Archive for the ‘Greenstone2’ Category

xx

Official Greenstone 2.85 released!

ak19. Friday, November 4th, 2011.

At last, we did it. After a lot of testing, bug discovery and fixing, we’ve finally released Greenstone 2.85. It should be much improved from 2.84. There were also some last minute changes from release candidate version 2.

Please do grab a binary for your operating system by visiting the download page at http://www.greenstone.org/download and start using it!

The Release Notes can be found at http://wiki.greenstone.org/wiki/index.php/2.85_Release_Notes

Greenstone 2.85rc2 (release candidate 2) released

ak19. Friday, October 28th, 2011.

There was a lot of testing going on in the last 2 months, and I forgot all about writing blog entries.

The first stage of testing was to go through the Greenstone tutorials on Windows (Vista), Linux (Ubuntu) and Mac (Leopard). Some bugs were discovered and fixed, and after that RC1 of GS2.85 could be released.

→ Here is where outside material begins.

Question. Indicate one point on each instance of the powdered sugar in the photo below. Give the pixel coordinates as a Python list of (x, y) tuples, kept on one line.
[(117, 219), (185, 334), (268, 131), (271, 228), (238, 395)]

Thereafter, further tests were conducted on all three OS: testing out combinations of the 3 indexers and 3 database types, processing of a range of file types including the use of Greenstone’s PDFBox and OpenOffice extensions, filenames with different encodings and HTML files that interlink with each other using different encodings, the remote Greenstone server and the GLI applet were tested out, as well as spaces in the filepath for Windows. This time, the tests were conducted on Windows XP, Linux CentOS as well as Mac Leopard again. A lot of bugs had still got through the net after the first stage of testing, but were caught this time around and fixed for the release of GS2.85 RC2.

Greenstone 2.85 RC2 was finally released on Wednesday 26 October 2011. The Greenstone Team invites all those interested to please test the new release binaries out, which can be obtained from http://www.greenstone.org/snapshots, and write back on any bugs or issues encountered. The updated release notes are at http://wiki.greenstone.org/wiki/index.php/2.85_Release_Notes

The release notes already contain instructions on a patch for a minor issue that Diego discovered in the earlier release and which had persisted into the current one.

Sam’s Greenstone Blog 3/10/2011

sjm84. Monday, October 3rd, 2011.

Those who are eagerly awaiting the release of the final version of 2.85 will not have to wait much longer. Anu has been working hard testing it on each of the platforms we support and for the most part things are looking good. Any assistance in testing is always greatly appreciated and if you would like to help us out then please download the 2.85 release candidate which is available here. If you find any problems then join the mailing list to email us at <greenstone-users @ list.waikato.ac.nz> and let us know. The more you can tell us about the issue the better.

Work on the Document Basket functionality continues to go well. I am in the initial stages of connecting the front-end Javascript to the Java back-end. To transmit the operations we are using JSON (rather than XML) as it is a very simple to write in Javascript and we have found a good Java library (gson) that converts JSON back into an object. So hopefully this week we will start seeing some promising results.

Sam’s Greenstone Blog 26/9/2011

sjm84. Monday, September 26th, 2011.

Hello again, sorry about the big delay between posts, things have been pretty busy here recently and remembering to write this often slips my mind.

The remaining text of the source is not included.